The chairman of Thailand’s official human rights body, Saneh Chamarik (above), on July 29 sent an open letter to the head of the United Nations expressing his agency’s most serious concern and dismay at a “blatant violation of human rights.”
As the writing of an open letter to the U.N. secretary-general is an unusual step for a statutory rights bureau, and given its strident tone, readers might expect that its topic would be one of utmost importance to the defense of human dignity in Thailand.
This would be mistaken. The purpose of the National Human Rights Commission’s letter was in actuality to lay blame for a puerile spat over an historic temple between the governments of Thailand and Cambodia with a U.N. committee.
According to Saneh, it is the World Heritage Committee, rather than politicking and self-interested nationalist leaders, that has somehow “endangered the lives of those who live along the Thai-Cambodian border.”
But Saneh does not stop there.
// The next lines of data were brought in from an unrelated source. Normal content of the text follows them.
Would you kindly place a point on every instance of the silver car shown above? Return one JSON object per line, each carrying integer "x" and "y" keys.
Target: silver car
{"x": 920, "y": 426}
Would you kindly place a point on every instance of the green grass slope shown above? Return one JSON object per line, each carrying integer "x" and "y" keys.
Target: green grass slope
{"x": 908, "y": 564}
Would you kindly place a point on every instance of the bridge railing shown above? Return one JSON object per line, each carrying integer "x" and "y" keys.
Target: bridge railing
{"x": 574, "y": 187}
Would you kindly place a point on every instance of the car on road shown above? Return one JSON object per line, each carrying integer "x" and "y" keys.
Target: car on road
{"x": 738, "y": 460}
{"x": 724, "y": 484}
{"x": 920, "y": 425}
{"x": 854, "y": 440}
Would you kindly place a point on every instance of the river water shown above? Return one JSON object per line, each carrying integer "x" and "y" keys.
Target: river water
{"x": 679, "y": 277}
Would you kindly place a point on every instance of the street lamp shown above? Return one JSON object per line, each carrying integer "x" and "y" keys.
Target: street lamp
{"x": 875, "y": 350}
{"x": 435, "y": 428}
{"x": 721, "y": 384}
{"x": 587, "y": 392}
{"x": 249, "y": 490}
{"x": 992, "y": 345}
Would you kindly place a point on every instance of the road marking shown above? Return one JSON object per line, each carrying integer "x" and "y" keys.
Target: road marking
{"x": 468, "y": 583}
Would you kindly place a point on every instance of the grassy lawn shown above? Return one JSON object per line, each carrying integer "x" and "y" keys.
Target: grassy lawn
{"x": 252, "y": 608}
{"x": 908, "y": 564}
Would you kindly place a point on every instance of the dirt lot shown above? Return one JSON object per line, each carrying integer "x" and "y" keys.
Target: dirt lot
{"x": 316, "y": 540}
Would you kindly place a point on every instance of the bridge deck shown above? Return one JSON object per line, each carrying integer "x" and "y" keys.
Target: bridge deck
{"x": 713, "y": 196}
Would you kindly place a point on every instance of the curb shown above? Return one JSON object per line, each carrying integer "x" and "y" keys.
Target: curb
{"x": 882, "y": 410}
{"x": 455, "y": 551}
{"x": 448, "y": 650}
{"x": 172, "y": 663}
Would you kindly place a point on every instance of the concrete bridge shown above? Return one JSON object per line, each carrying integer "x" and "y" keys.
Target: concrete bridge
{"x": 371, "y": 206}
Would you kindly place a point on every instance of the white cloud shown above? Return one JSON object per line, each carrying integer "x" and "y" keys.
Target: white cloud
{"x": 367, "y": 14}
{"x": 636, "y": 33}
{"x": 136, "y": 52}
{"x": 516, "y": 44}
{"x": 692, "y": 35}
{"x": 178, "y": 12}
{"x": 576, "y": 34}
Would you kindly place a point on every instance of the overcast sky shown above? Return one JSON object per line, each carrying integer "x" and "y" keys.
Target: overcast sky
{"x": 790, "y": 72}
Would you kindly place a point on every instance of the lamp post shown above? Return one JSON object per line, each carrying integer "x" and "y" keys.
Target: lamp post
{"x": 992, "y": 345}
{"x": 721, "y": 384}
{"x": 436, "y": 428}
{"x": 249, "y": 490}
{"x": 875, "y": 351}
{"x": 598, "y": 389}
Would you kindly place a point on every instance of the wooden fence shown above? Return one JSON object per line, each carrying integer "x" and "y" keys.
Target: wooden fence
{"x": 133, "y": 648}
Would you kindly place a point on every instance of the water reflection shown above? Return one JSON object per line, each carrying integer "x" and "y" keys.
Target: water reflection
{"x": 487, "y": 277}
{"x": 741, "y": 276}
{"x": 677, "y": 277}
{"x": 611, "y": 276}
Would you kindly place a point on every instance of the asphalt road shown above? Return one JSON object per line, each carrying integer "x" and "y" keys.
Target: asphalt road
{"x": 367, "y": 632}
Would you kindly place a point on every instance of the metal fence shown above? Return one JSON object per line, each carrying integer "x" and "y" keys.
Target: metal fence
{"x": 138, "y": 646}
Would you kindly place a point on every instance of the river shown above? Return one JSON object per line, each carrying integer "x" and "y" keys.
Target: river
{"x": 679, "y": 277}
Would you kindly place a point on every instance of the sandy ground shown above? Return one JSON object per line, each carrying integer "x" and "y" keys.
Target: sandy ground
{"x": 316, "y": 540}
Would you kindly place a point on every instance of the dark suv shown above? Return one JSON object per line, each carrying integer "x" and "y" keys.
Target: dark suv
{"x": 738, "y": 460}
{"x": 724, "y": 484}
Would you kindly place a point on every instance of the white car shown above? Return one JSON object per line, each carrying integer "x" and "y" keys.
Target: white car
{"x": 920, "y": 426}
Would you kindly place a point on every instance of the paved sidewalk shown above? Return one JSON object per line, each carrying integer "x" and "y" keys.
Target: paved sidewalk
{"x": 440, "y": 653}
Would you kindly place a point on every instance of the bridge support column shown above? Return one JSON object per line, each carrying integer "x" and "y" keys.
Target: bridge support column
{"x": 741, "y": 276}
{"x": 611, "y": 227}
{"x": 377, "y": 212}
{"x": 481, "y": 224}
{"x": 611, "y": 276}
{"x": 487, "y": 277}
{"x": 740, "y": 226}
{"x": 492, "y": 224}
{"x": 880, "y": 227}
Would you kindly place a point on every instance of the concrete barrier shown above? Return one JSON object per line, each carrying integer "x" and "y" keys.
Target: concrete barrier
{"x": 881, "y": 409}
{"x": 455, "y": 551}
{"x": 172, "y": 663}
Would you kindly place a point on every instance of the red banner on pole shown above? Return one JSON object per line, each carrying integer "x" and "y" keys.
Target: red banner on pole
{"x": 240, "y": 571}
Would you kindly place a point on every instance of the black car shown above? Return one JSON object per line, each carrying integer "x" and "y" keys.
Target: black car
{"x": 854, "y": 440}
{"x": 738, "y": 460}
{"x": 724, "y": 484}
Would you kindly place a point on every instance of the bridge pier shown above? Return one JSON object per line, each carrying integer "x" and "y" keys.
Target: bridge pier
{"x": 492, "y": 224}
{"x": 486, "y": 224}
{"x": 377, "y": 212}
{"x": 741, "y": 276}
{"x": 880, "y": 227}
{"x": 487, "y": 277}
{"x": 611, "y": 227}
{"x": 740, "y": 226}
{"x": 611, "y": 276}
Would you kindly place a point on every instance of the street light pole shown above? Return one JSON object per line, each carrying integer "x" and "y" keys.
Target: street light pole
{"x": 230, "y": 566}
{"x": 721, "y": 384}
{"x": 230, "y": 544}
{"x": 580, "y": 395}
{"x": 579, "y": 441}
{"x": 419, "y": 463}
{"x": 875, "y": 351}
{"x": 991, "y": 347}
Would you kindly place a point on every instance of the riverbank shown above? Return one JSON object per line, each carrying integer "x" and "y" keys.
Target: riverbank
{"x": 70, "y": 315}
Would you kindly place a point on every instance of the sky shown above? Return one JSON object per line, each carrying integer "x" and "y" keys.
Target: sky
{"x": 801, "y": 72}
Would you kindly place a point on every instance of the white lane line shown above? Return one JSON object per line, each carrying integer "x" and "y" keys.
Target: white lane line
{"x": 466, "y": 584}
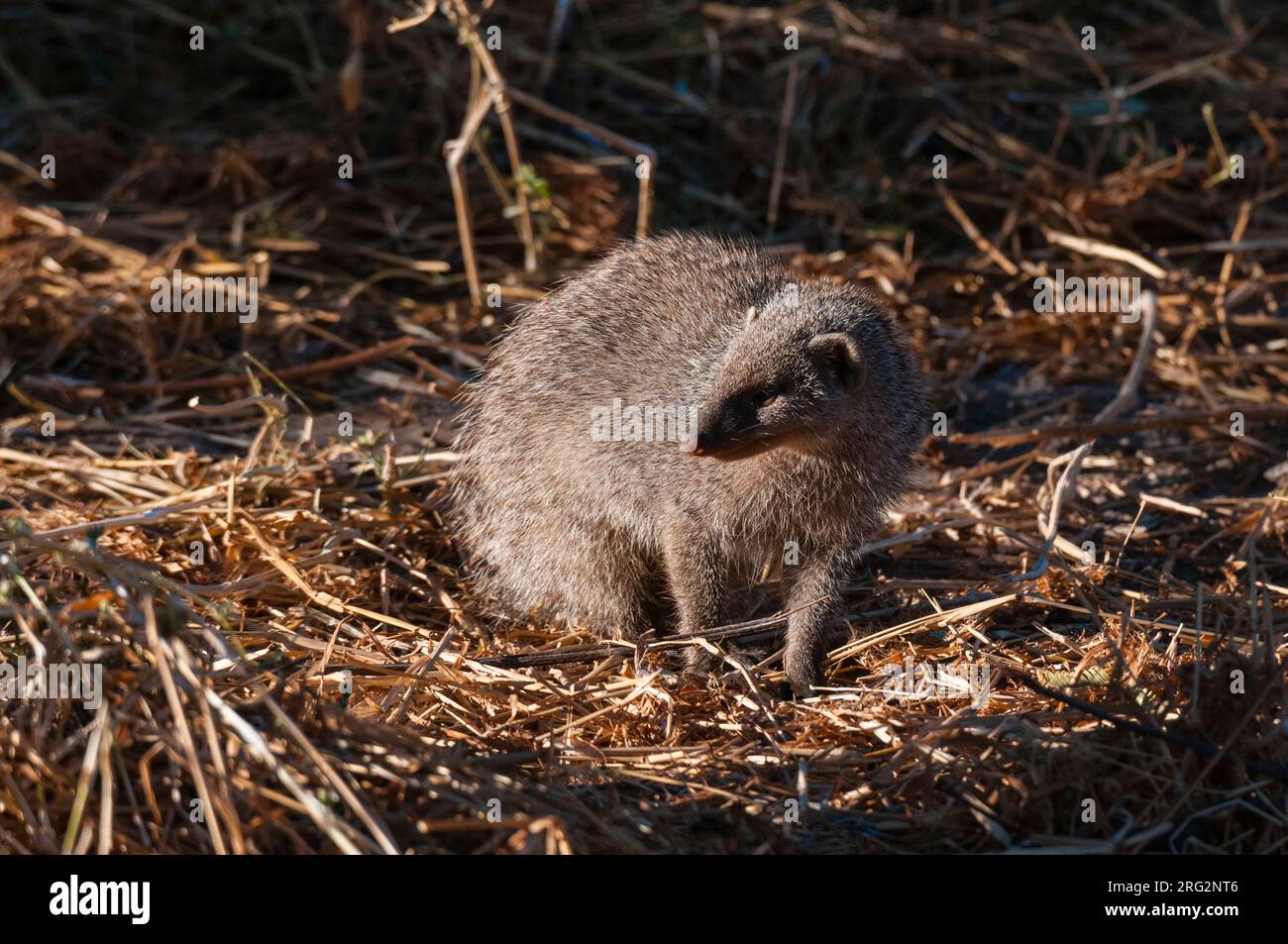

He goes beyond any pretence of concern for the integrity of people residing nearby the contested site to lobby unashamedly for his own country’s claims.
“It seems that the views of the Thai side have been consistently overlooked,” he shrills, before concluding with a demand for an inquiry of some sort or another.
Official politeness will oblige a response, but it is hard to imagine the letter being received in New York with anything other than incredulity.
Although the National Human Rights Commission of Thailand has had its share of ups and downs and is certainly not alone among its peers in Asia in having missed the point of its work from time to time, other blunders pale in comparison to the disgrace caused with this outburst.
Not only was it ill-timed, coming after the Cambodian general election when both sides had already agreed to pull back troops, but it was also extremely ill-considered, as in taking aim at the United Nations rather than the conflict’s protagonists it has seriously undermined the credibility of the commission at a critical time in its history.
It should be remembered that the commission did not emerge from a Bangkok bureaucrat’s flight of fancy or even from the work of its current members, but from a hard-fought global struggle to articulate, organize and defend the rights and dignities of everyone.
It owes its mandate and voice to this struggle, and in exchange is obligated to uphold its values and use that voice to articulate them.
This means that it is expected to comply with the terms of what are known as the Paris Principles if it is to be treated as a proper functioning human rights agency and be given due respect and standing in international gatherings and debates.
Among these principles are that the commission be functionally and financially independent, and that it serve as an advisor to its government on human rights standards, abuses and laws.
This role precludes it being turned into a mouthpiece for government policy, or for any rhetoric that is unrelated to explicit human rights concerns.
Although Thailand’s commission is at present classed as fulfilling the principles, its status can’t be taken for granted. A governing body can review members at any time and strip them of their status if they cease to pass the minimum standards.
This happened to Sri Lanka’s human rights agency last year, after its government appointed new commissioners outside of the principles’ terms, despite complaints from local and regional groups as well as repeated warnings from independent U.N. specialists.
While for Thailand there is no immediate danger of its commission losing official standing, with the sending of this letter it has certainly lost face.
As the commission’s terms have been altered under the army-sponsored Constitution of 2007, the time is drawing near for a new law to be passed that will regulate its work, and for the appointment of new members.
But its chairman’s time is well and truly up. Saneh Chamarik’s letter to the United Nations is an alert not to a human rights crisis in Thailand but to one in his own agency. It is an advert for how far off the track he has taken it since September 2006, and a warning of what more may come if he is allowed to remain in the post until a replacement is appointed.
The only thing now is for Saneh to resign. His role as head of the National Human Rights Commission is not as a foreign policy propagandist but to uphold and defend human rights. As that role is now untenable, he must get out. Let another commissioner act in his stead until a new commission is appointed. None could do worse, and some could even get it moving back toward its real purpose. Above all, let there be no more like Saneh put in charge again.